Konsumsi Garam Masyarakat Indonesia Berlebihan

Garam atau unsur natrium merupakan salah satu bahan pangan yang harus dikurangi seseorang jika ingin terhindar dari hipertensi (darah tinggi). Kendati masyarakat paham akan hal itu, konsumsi garam di masyarakat Indonesia masih terbilang tinggi. Perhimpunan Hipertensi Indonesia (Ina SH) mencatat, konsumsi garam rata-rata orang Indonesia tiga kali lebih besar dari anjuran badan kesehatan dunia (WHO) yang maksimal 5 gram atau satu sendok teh seharian.

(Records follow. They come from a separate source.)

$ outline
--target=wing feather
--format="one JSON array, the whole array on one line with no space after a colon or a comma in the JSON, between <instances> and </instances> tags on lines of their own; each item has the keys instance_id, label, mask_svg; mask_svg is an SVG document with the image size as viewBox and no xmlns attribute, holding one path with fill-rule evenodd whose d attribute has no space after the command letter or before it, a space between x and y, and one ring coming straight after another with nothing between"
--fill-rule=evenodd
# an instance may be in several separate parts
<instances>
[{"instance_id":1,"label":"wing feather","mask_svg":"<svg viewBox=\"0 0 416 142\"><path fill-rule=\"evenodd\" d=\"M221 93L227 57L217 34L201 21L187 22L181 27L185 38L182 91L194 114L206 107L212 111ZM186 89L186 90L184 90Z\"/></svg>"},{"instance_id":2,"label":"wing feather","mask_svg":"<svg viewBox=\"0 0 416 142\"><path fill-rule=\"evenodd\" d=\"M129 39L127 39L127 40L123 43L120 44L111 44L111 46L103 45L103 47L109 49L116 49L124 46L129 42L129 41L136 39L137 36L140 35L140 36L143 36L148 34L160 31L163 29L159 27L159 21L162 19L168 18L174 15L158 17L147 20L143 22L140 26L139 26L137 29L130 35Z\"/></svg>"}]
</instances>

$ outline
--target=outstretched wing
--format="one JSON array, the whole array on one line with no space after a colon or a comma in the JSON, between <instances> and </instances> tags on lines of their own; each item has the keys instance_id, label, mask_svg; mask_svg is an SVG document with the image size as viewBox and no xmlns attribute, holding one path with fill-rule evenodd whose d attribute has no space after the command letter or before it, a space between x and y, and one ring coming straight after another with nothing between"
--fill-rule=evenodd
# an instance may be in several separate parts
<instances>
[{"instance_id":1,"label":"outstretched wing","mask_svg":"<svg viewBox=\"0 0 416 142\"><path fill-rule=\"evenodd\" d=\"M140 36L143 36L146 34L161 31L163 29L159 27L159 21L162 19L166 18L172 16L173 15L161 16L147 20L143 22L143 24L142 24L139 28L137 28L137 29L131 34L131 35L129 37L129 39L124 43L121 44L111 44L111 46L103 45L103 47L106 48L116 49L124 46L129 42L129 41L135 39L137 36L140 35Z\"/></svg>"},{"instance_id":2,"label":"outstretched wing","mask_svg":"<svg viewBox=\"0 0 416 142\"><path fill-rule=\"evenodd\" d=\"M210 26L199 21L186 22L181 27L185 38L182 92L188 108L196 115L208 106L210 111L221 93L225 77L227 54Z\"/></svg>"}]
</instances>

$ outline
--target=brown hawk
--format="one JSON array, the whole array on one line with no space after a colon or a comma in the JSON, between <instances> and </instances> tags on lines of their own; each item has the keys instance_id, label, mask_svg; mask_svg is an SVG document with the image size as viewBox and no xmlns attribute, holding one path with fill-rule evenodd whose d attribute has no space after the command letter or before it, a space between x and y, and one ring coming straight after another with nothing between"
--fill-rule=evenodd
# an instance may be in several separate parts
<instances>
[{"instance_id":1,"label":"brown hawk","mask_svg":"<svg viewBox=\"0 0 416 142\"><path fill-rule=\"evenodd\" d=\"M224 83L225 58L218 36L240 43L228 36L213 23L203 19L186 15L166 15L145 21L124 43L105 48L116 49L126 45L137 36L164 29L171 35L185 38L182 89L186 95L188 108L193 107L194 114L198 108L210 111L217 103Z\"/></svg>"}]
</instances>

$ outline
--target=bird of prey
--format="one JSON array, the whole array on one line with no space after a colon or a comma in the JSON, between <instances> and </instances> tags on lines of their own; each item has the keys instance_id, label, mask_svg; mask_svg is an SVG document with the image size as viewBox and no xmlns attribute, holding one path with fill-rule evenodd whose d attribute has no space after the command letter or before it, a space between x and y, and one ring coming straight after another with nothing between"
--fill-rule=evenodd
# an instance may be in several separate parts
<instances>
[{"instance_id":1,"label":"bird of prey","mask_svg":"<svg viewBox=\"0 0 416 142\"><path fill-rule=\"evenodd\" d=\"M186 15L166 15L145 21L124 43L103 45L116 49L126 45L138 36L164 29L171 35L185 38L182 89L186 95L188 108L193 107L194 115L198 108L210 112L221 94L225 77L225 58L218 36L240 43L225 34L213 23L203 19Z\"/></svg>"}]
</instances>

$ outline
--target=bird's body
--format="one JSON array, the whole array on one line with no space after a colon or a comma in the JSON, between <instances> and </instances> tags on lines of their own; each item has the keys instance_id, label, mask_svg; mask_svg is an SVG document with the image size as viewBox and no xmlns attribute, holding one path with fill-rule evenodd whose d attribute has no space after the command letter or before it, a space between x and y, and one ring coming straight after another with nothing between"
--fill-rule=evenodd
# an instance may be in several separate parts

“Konsumsi garam rata-rata masyarakat Indonesia sebesar 15 gram per hari. Itulah salah satu sebab angka penderita hipertensi di Indonesia terus meningkat setiap tahun,” kata Prof Dr Jose Roesma SpPD KGH, guru besar Fakultas Kedokteran Universitas Indonesia (FKUI) yang juga Dewan Penasihat Ina SH dalam pertemuan ilmiah nasional tentang hipertensi, di Jakarta, belum lama ini.

Ia menyebutkan, angka prevalensi hipertensi di Indonesia berdasarkan riskesdas (riset kesehatan dasar) 2007 mencapai 30 persen dari populasi. Dari jumlah itu, 60 persen penderita hipertensi berakhir pada stroke. Sedangkan sisanya pada jantung, gagal ginjal, dan kebutaan. “Sementara di dunia Barat, hipertensi justru banyak menimbulkan gagal ginjal,” ujarnya.

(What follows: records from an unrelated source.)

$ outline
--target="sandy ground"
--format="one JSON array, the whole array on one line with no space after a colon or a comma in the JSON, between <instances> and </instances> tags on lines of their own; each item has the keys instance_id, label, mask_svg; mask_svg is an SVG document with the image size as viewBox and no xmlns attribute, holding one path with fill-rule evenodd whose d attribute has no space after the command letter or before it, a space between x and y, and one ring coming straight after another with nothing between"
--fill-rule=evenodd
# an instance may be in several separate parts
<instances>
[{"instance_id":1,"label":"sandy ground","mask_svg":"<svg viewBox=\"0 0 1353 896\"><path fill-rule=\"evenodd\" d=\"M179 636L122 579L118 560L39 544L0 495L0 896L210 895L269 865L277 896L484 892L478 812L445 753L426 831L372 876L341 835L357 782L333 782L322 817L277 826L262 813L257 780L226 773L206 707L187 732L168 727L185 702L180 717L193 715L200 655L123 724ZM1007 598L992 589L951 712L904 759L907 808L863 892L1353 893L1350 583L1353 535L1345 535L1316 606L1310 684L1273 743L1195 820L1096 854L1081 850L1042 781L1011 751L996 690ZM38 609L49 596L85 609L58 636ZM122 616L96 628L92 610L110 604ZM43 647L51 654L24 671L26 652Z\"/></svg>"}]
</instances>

Prof Jose menjelaskan bahaya garam bagi kesehatan pembuluh darah. Garam, khususnya ion natrium, yang masuk ke tubuh akan langsung diserap ke dalam pembuluh darah, sehingga konsentrasi ion natrium dalam darah akan meningkat. Ion natrium itu mempunyai sifat retensi air (menahan air), sehingga menyebabkan volume darah menjadi naik dan hal itu secara otomatis menyebabkan tekanan darah menjadi naik.

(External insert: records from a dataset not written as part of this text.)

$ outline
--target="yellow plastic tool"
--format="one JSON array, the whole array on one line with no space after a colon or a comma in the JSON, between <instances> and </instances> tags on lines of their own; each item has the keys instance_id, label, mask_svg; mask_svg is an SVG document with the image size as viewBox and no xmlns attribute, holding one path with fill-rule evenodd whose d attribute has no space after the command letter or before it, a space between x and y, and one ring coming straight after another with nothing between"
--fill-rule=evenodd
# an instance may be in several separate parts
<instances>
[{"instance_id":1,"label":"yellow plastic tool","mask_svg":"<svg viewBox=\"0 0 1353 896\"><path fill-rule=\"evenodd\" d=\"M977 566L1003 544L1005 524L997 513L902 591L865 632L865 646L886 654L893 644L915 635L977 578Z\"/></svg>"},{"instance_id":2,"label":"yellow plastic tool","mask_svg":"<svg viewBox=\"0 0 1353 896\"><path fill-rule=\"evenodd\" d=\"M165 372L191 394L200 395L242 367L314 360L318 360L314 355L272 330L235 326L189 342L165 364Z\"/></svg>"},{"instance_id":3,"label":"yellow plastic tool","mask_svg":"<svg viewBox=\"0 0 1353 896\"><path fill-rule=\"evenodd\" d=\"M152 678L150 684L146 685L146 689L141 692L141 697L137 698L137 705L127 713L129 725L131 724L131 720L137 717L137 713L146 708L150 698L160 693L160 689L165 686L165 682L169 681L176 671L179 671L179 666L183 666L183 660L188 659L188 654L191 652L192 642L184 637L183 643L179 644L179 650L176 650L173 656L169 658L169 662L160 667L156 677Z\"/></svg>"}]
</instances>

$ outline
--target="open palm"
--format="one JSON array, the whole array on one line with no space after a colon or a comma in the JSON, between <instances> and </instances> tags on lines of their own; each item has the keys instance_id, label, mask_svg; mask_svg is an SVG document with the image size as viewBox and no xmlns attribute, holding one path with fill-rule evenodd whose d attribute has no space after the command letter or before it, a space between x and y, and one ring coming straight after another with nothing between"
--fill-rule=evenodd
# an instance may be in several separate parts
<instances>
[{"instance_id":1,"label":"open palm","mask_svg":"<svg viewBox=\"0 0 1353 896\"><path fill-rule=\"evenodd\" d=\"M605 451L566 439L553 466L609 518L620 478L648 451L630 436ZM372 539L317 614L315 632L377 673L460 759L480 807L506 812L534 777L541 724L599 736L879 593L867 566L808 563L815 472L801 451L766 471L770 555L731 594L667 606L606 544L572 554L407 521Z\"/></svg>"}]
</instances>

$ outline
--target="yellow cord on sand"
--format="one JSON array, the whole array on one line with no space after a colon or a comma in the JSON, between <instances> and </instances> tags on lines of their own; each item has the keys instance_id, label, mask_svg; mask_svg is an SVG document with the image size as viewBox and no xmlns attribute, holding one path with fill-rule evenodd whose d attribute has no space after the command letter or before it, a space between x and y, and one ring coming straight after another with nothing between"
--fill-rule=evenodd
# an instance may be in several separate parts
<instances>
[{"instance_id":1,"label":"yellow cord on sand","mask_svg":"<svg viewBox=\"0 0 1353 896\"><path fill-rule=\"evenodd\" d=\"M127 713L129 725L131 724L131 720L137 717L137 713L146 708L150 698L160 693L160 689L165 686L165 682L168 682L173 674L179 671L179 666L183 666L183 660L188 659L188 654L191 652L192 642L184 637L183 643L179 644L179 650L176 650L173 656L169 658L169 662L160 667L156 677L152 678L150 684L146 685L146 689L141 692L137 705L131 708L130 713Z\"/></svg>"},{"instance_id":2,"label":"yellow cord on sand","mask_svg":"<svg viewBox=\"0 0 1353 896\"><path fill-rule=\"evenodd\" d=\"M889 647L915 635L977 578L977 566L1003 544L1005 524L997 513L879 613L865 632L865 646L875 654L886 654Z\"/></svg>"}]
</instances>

“Anda bisa bayangkan, pembuluh darah itu seperti balon yang terus diisi dengan angin, maka tekanan dalam balon akan makin besar dan akhirnya balon tersebut pecah,” tuturnya.

Sulit Dikontrol

Menurut Prof Jose, konsumsi garam menjadi sulit dikontrol, terutama jika kita terbiasa mengonsumsi makanan di luar rumah (warung, restoran, hotel, dan lain-lain). Apalagi jika indra perasa kita sejak kanak-kanak telah dibiasakan memiliki ambang batas yang tinggi terhadap rasa asin, sehingga sulit untuk menerima makanan yang agak tawar.

Sumber natrium yang juga perlu diwaspadai adalah yang berasal dari penyedap masakan (MSG). Budaya penggunaan MSG sudah sampai pada taraf yang sangat mengkhawatirkan. Hampir semua ibu rumah tangga, penjual makanan, dan penyedia jasa katering selalu menggunakannya.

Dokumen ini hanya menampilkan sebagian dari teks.